My book, which went through a rigorous and anonymous peer-review process by a well-respected academic publisher, relies on many sources, including the Royal Commission on Aboriginal Peoples, the Truth and Reconciliation Commission of Canada, the National Inquiry Into Missing and Murdered Indigenous Women and Girls, the Viens Commission and many scholarly historical works. For several years, you have actively promoted a book that laments the professed regression of “freedom of expression” in Quebec. In light of your concerns about “academic freedom,” you recently even posted on social media how a handful of “radicals” are trying to “censor certain words and certain works.” Yet, when I was doing research for the book, it was jarring to realize the extent to which critically historical scholarship I relied on for my sources is currently excluded from healthcare training and professional programs. This form of institutionalized censorship is conveniently ignored by those who are quick to pose as the victims of censorship by “radicals” who wield very little actual power within the current educational system, but who are often simply — and often at great risk to their academic success — exercising their own freedom of expression, which includes the right to dissent against long-standing injustices.

You pride yourself on the importance of reading, which is commendable. Now that my book has been translated to French, I urge you to read it, paying close attention to the powerful contributions by Cindy Blackstock (foreword) and Ellen Gabriel (afterword). After learning about the far-reaching and ongoing medical violence inflicted on Indigenous children in Quebec and Canada that is conspicuously missing from our history books, no one can continue to deny, in good faith, the existence of systemic racism in our healthcare system. 

This is not a symbolic or semantic debate; it has tangible consequences on human lives. Indigenous people, including children, will needlessly continue to suffer as a direct result of colonial practices, policies and laws if we don’t all work together to end systemic racism in healthcare.
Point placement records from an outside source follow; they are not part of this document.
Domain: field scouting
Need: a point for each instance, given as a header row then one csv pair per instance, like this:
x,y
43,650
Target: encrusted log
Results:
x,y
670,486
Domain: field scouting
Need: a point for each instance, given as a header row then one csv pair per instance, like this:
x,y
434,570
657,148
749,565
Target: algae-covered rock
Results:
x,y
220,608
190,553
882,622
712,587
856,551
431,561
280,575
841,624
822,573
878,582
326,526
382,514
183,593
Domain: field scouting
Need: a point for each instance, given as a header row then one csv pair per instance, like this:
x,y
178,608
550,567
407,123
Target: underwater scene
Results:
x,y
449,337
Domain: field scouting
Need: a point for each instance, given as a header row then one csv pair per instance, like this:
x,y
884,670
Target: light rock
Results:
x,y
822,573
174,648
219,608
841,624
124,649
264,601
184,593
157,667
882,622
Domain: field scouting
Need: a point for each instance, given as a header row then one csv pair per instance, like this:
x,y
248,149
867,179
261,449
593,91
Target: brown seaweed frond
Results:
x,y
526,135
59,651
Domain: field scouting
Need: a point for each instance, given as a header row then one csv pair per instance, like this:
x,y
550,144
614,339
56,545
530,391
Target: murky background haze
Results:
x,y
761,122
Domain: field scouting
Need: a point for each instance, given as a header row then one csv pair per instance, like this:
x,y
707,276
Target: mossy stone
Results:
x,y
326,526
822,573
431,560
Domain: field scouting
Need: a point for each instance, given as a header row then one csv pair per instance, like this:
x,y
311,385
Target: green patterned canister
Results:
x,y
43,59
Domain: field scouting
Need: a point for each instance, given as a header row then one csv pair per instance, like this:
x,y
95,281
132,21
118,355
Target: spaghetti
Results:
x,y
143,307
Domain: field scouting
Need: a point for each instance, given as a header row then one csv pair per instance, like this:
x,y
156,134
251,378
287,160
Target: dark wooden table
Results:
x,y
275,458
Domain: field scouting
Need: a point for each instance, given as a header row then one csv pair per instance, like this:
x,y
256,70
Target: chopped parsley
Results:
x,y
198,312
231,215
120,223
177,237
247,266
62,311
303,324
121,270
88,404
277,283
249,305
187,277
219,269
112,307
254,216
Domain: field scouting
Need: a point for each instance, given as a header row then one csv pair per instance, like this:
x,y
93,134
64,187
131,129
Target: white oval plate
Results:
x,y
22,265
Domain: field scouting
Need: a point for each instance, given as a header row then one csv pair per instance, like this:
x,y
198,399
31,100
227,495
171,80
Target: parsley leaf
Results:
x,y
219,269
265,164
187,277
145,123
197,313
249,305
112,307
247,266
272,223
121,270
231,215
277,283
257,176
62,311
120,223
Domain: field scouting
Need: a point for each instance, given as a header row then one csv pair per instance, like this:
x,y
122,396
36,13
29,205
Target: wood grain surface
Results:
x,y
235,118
Fully implementing Joyce’s Principle, which centres the autonomy and self-determination of Indigenous peoples and communities over their own health and social services, is critical if there is a genuine commitment to achieve this goal.

Soon after the #aHand2Hold campaign was launched, a former pediatric resident emailed me to convey her relief that something was finally being done to disrupt the status quo: “I can’t even recall all the times in my residency that I was in a situation where this policy affected a child I was taking care of. We knew it was the rule, we knew it was awful, and yet we just kept going.” While the non-accompaniment rule was thankfully replaced by a child-centred policy throughout Quebec as a result of the #aHand2Hold campaign’s success, disparities and injustices in healthcare that impact directly on Indigenous communities continue to this day. Premier Legault, we can no longer “just keep going.”

*All royalties from the sale of the book have been directed to pre-designated organizations in support of Indigenous children, youth, and their communities (https://fightingforahandtohold.ca/royalties).

A French version of this open letter was published in La Presse.